Data used in Rey, S.J. and M.L. Sastre Gutierrez. (2010) "Interregional inequality dynamics in Mexico." Spatial Economic Analysis, 5: 277-298.

Weights from GeoDataFrames

[5]:
import geopandas
pth = libpysal.examples.get_path("mexicojoin.shp")
gdf = geopandas.read_file(pth)

from libpysal.weights import Queen, Rook, KNN
[6]:
%matplotlib inline
import matplotlib.pyplot as plt

[7]:
ax = gdf.plot()
ax.set_axis_off()
../_images/notebooks_weights_7_0.png

Contiguity Weights

The first set of spatial weights we illustrate use notions of contiguity to define neighboring observations. Rook neighbors are those states that share an edge on their respective borders:

[8]:
w_rook = Rook.from_dataframe(gdf)
[9]:
w_rook.n
[9]:
32
[10]:
w_rook.pct_nonzero
[10]:
12.6953125
[11]:
ax = gdf.plot(edgecolor='grey', facecolor='w')
f,ax = w_rook.plot(gdf, ax=ax,
        edge_kws=dict(color='r', linestyle=':', linewidth=1),
        node_kws=dict(marker=''))
ax.set_axis_off()
../_images/notebooks_weights_12_0.png
[12]:
gdf.head()
[12]:
POLY_ID AREA CODE NAME PERIMETER ACRES HECTARES PCGDP1940 PCGDP1950 PCGDP1960 ... GR9000 LPCGDP40 LPCGDP50 LPCGDP60 LPCGDP70 LPCGDP80 LPCGDP90 LPCGDP00 TEST geometry
0 1 7.252751e+10 MX02 Baja California Norte 2040312.385 1.792187e+07 7252751.376 22361.0 20977.0 17865.0 ... 0.05 4.35 4.32 4.25 4.40 4.47 4.43 4.48 1.0 MULTIPOLYGON (((-113.13972 29.01778, -113.2405...
1 2 7.225988e+10 MX03 Baja California Sur 2912880.772 1.785573e+07 7225987.769 9573.0 16013.0 16707.0 ... 0.00 3.98 4.20 4.22 4.39 4.46 4.41 4.42 2.0 MULTIPOLYGON (((-111.20612 25.80278, -111.2302...
2 3 2.731957e+10 MX18 Nayarit 1034770.341 6.750785e+06 2731956.859 4836.0 7515.0 7621.0 ... -0.05 3.68 3.88 3.88 4.04 4.13 4.11 4.06 3.0 MULTIPOLYGON (((-106.62108 21.56531, -106.6475...
3 4 7.961008e+10 MX14 Jalisco 2324727.436 1.967200e+07 7961008.285 5309.0 8232.0 9953.0 ... 0.03 3.73 3.92 4.00 4.21 4.32 4.30 4.33 4.0 POLYGON ((-101.52490 21.85664, -101.58830 21.7...
4 5 5.467030e+09 MX01 Aguascalientes 313895.530 1.350927e+06 546702.985 10384.0 6234.0 8714.0 ... 0.13 4.02 3.79 3.94 4.21 4.32 4.32 4.44 5.0 POLYGON ((-101.84620 22.01176, -101.96530 21.8...

5 rows × 35 columns

[13]:
w_rook.neighbors[0] # the first location has two neighbors at locations 1 and 22
[13]:
[1, 22]
[14]:
gdf['NAME'][[0, 1,22]]
[14]:
0     Baja California Norte
1       Baja California Sur
22                   Sonora
Name: NAME, dtype: object

So, Baja California Norte has 2 rook neighbors: Baja California Sur and Sonora.

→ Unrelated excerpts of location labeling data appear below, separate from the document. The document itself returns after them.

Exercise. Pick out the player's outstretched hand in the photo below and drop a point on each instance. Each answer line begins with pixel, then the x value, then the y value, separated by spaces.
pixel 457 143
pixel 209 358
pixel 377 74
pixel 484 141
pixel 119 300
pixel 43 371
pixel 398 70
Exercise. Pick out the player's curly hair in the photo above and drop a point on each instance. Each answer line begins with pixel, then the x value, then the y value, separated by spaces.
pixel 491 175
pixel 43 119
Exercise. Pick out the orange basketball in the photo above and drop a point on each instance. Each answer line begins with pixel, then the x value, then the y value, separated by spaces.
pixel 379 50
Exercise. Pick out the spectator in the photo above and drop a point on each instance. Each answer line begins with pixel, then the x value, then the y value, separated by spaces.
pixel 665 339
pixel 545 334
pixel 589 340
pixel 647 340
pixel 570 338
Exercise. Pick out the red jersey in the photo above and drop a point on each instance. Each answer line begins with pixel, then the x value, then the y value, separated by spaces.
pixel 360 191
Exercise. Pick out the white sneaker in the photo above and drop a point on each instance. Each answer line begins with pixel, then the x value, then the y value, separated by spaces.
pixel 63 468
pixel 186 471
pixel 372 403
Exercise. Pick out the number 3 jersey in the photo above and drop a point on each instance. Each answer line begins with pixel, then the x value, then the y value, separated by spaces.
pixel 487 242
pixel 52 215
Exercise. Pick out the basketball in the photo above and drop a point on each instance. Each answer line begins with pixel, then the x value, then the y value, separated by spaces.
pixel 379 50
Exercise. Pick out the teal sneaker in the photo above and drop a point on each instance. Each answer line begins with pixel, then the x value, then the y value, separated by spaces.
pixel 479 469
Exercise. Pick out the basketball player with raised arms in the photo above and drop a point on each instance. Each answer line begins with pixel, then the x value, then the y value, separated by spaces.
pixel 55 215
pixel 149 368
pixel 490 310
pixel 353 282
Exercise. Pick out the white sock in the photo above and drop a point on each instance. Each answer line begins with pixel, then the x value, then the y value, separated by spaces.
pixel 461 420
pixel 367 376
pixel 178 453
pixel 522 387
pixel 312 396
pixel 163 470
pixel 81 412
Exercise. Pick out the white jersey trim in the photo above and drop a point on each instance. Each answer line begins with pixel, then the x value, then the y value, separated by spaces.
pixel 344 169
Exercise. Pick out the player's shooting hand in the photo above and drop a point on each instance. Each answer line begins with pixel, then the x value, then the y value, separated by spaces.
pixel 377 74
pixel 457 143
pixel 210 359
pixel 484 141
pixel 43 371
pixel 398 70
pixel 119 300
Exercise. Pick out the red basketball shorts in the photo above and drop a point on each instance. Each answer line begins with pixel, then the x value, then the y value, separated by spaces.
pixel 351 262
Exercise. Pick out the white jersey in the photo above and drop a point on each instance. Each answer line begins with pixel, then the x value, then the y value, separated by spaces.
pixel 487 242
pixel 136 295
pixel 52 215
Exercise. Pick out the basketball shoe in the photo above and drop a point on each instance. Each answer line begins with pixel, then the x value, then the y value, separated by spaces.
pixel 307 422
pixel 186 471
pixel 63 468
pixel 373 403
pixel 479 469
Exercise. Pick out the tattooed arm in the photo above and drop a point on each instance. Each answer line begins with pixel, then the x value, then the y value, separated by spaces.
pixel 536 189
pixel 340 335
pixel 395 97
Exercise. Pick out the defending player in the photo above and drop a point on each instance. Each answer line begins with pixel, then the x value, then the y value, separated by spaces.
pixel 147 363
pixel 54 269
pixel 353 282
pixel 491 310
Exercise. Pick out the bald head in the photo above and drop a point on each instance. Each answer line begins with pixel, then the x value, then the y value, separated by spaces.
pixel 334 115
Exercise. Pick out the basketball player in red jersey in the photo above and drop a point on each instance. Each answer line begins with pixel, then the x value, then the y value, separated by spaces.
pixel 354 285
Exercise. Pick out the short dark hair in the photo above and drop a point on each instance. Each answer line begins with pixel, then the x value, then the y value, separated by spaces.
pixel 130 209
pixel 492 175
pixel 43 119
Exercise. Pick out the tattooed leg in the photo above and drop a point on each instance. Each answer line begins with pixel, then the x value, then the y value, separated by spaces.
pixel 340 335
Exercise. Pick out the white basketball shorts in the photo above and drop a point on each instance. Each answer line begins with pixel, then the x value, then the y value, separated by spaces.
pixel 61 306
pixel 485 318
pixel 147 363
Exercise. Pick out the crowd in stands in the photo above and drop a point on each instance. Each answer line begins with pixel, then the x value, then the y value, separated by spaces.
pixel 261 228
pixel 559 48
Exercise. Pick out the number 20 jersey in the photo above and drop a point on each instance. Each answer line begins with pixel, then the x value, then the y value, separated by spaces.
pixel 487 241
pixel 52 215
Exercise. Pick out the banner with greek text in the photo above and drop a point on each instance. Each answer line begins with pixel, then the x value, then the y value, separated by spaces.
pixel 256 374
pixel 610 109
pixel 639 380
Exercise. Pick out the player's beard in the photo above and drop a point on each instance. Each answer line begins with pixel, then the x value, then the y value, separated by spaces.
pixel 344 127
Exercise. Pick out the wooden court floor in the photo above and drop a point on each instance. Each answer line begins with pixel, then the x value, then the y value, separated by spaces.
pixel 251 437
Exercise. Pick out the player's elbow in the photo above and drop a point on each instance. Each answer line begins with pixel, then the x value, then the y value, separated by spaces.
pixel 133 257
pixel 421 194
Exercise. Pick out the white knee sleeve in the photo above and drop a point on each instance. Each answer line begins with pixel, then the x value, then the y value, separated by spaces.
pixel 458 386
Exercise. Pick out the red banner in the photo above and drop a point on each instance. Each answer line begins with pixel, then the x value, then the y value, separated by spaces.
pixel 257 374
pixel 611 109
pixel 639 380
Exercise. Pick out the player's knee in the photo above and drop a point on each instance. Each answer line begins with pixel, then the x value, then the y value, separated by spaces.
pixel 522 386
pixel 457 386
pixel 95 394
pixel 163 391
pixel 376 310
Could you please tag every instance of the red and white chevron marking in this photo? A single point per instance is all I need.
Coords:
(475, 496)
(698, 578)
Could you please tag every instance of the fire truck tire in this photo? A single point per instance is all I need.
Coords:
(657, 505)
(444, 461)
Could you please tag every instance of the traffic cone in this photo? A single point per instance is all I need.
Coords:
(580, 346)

Queen neighbors are based on a more inclusive condition that requires only a shared vertex between two states:

[15]:
w_queen = Queen.from_dataframe(gdf)
[16]:
w_queen.n == w_rook.n
[16]:
True
[17]:
(w_queen.pct_nonzero > w_rook.pct_nonzero) == (w_queen.n == w_rook.n)
[17]:
True
[18]:
ax = gdf.plot(edgecolor='grey', facecolor='w')
f,ax = w_queen.plot(gdf, ax=ax,
        edge_kws=dict(color='r', linestyle=':', linewidth=1),
        node_kws=dict(marker=''))
ax.set_axis_off()
../_images/notebooks_weights_21_0.png
[19]:
w_queen.histogram
[19]:
[(1, 1), (2, 6), (3, 6), (4, 6), (5, 5), (6, 2), (7, 3), (8, 2), (9, 1)]
[20]:
w_rook.histogram
[20]:
[(1, 1), (2, 6), (3, 7), (4, 7), (5, 3), (6, 4), (7, 3), (8, 1)]
[21]:
c9 = [idx for idx,c in w_queen.cardinalities.items() if c==9]
[22]:
gdf['NAME'][c9]
[22]:
28    San Luis Potosi
Name: NAME, dtype: object
[23]:
w_rook.neighbors[28]
[23]:
[5, 6, 7, 27, 29, 30, 31]
[24]:
w_queen.neighbors[28]
[24]:
[3, 5, 6, 7, 24, 27, 29, 30, 31]
[25]:
import numpy as np
f,ax = plt.subplots(1,2,figsize=(10, 6), subplot_kw=dict(aspect='equal'))
gdf.plot(edgecolor='grey', facecolor='w', ax=ax[0])
w_rook.plot(gdf, ax=ax[0],
        edge_kws=dict(color='r', linestyle=':', linewidth=1),
        node_kws=dict(marker=''))
ax[0].set_title('Rook')
ax[0].axis(np.asarray([-105.0, -95.0, 21, 26]))

ax[0].axis('off')
gdf.plot(edgecolor='grey', facecolor='w', ax=ax[1])
w_queen.plot(gdf, ax=ax[1],
        edge_kws=dict(color='r', linestyle=':', linewidth=1),
        node_kws=dict(marker=''))
ax[1].set_title('Queen')
ax[1].axis('off')
ax[1].axis(np.asarray([-105.0, -95.0, 21, 26]))
[25]:
array([-105.,  -95.,   21.,   26.])
../_images/notebooks_weights_28_1.png
[26]:
w_knn = KNN.from_dataframe(gdf, k=4)
[27]:
w_knn.histogram
[27]:
[(4, 32)]
[28]:
ax = gdf.plot(edgecolor='grey', facecolor='w')
f,ax = w_knn.plot(gdf, ax=ax,
        edge_kws=dict(color='r', linestyle=':', linewidth=1),
        node_kws=dict(marker=''))
ax.set_axis_off()
../_images/notebooks_weights_31_0.png

Weights from shapefiles (without geopandas)

[29]:
pth = libpysal.examples.get_path("mexicojoin.shp")
from libpysal.weights import Queen, Rook, KNN
[30]:
w_queen = Queen.from_shapefile(pth)
[31]:
w_rook = Rook.from_shapefile(pth)
[32]:
w_knn1 = KNN.from_shapefile(pth)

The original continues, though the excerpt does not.